>> Is there some way to kill all TCP connections that go over the network
>> interface `foo' whenever this interface is brought up with an IP address
>> different from the one it had before?
> Chris Davies a écrit :
>> Try an iptables -t nat ... -j MASQUERADE rule
> Pascal Hambourg <boite-a-(E-Mail Removed)> wrote:
>> Note that this won't affect existing connections in the TCP/IP stack and
>> sockets ; it will only erase them in the Netfilter connection tracking
>> table.
> Yes. Re-reading the man page (yet again - I learn something fresh each
> time) I've now realised that, thanks. Perhaps the OP might like to play
> around with "cutter". Something like this, triggered when the interface
> is dropped, seems reasonable to me:
> netstat -na |
> awk '$1 ~ /^tcp/ && /ESTABLISHED/ {
> split($4,s,":"); split($5,d,":"); print s[1],s[2],d[1],d[2] }
> ' |
> xargs -n4 cutter
Thanks, this is close to what I want indeed.
But it turns out that `cutter' is really meant to be run on the
router(firewall) machine, rather than on my laptop. I.e. it can kill
connection that go *through* a machine, but not the connections that
start/end at the current machine. It doesn't look an inherent limitation in
the technique it uses, so maybe I'll try and find the time to play with the
source code.
Still it seems like for my specific problem, `cutter' is a bit heavy handed
and a simpler solution should be possible.
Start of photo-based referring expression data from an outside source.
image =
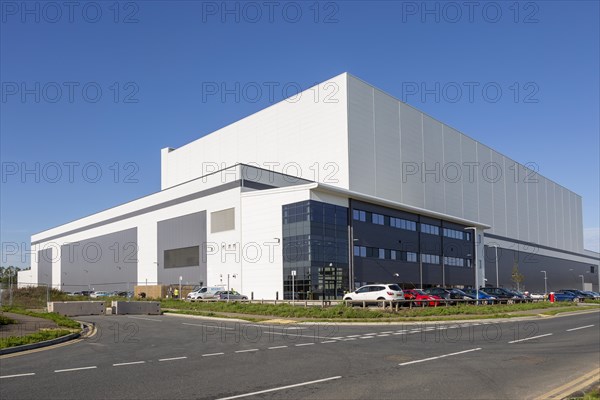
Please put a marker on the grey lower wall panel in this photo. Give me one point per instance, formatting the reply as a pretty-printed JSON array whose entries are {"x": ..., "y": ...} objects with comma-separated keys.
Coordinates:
[
  {"x": 102, "y": 263},
  {"x": 74, "y": 308},
  {"x": 175, "y": 233},
  {"x": 45, "y": 266}
]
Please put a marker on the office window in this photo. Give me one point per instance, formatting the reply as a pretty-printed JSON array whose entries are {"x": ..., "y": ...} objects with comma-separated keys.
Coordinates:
[
  {"x": 430, "y": 229},
  {"x": 183, "y": 257},
  {"x": 377, "y": 219}
]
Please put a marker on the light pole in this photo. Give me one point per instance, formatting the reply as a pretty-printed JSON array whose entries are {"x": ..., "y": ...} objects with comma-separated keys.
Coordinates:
[
  {"x": 475, "y": 263},
  {"x": 545, "y": 283},
  {"x": 495, "y": 246},
  {"x": 293, "y": 275}
]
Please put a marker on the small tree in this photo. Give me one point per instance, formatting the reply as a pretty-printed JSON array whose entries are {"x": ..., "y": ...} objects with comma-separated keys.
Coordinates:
[{"x": 517, "y": 277}]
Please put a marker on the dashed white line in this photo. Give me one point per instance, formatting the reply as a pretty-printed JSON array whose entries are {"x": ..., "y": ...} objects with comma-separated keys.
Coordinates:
[
  {"x": 530, "y": 338},
  {"x": 172, "y": 358},
  {"x": 281, "y": 388},
  {"x": 437, "y": 357},
  {"x": 17, "y": 375},
  {"x": 246, "y": 351},
  {"x": 74, "y": 369},
  {"x": 581, "y": 327},
  {"x": 208, "y": 326},
  {"x": 129, "y": 363},
  {"x": 147, "y": 319}
]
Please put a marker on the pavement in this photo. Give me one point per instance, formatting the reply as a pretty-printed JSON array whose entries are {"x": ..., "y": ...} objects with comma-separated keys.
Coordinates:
[{"x": 171, "y": 356}]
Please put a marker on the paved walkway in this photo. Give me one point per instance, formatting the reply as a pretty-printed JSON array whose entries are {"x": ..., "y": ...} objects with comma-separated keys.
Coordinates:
[{"x": 25, "y": 325}]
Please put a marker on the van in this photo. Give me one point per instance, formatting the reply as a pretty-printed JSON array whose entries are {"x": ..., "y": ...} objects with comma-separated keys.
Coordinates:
[{"x": 205, "y": 292}]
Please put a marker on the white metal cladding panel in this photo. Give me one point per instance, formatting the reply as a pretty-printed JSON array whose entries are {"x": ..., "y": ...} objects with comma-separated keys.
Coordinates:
[
  {"x": 452, "y": 172},
  {"x": 512, "y": 205},
  {"x": 542, "y": 210},
  {"x": 486, "y": 199},
  {"x": 567, "y": 217},
  {"x": 522, "y": 202},
  {"x": 262, "y": 225},
  {"x": 551, "y": 214},
  {"x": 574, "y": 225},
  {"x": 533, "y": 209},
  {"x": 431, "y": 170},
  {"x": 308, "y": 129},
  {"x": 559, "y": 211},
  {"x": 361, "y": 138},
  {"x": 498, "y": 178},
  {"x": 579, "y": 217},
  {"x": 470, "y": 178},
  {"x": 388, "y": 167},
  {"x": 411, "y": 142}
]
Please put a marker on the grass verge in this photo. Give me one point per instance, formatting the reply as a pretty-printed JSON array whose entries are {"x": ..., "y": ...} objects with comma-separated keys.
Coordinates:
[
  {"x": 345, "y": 313},
  {"x": 58, "y": 319},
  {"x": 40, "y": 336}
]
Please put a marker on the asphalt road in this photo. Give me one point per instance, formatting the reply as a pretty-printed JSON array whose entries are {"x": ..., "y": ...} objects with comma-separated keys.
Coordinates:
[{"x": 174, "y": 357}]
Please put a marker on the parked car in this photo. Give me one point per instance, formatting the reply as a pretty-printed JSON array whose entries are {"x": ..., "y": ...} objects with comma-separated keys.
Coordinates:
[
  {"x": 418, "y": 294},
  {"x": 595, "y": 294},
  {"x": 99, "y": 293},
  {"x": 503, "y": 295},
  {"x": 229, "y": 295},
  {"x": 383, "y": 291},
  {"x": 204, "y": 292},
  {"x": 483, "y": 296},
  {"x": 447, "y": 294},
  {"x": 579, "y": 293},
  {"x": 563, "y": 295}
]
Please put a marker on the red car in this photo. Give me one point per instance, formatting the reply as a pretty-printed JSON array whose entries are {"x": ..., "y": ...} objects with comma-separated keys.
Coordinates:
[{"x": 418, "y": 294}]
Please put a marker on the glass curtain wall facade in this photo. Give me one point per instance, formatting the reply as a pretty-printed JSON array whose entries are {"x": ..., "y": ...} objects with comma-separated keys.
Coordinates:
[{"x": 315, "y": 250}]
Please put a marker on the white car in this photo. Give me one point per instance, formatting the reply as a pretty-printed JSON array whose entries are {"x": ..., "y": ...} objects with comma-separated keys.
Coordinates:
[
  {"x": 204, "y": 293},
  {"x": 382, "y": 291}
]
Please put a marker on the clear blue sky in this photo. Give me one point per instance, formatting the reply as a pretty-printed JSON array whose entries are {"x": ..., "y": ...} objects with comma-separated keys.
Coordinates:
[{"x": 543, "y": 55}]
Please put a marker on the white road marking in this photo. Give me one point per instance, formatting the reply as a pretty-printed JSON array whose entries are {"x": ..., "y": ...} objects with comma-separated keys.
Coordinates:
[
  {"x": 437, "y": 357},
  {"x": 172, "y": 359},
  {"x": 146, "y": 319},
  {"x": 581, "y": 327},
  {"x": 533, "y": 337},
  {"x": 74, "y": 369},
  {"x": 281, "y": 388},
  {"x": 208, "y": 326},
  {"x": 246, "y": 351},
  {"x": 130, "y": 363},
  {"x": 17, "y": 375}
]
Still, following your suggestion
I googled for tcp cutting and tcp killing, and I found `tcpkill' which is
also a close match, except it only kills the connections on which there is
activity and it doesn't know when to stop (basically it monitors tcp
activity of a specified kind and kills it whenever it sees it, without being
able to tell if there are such connections left or not).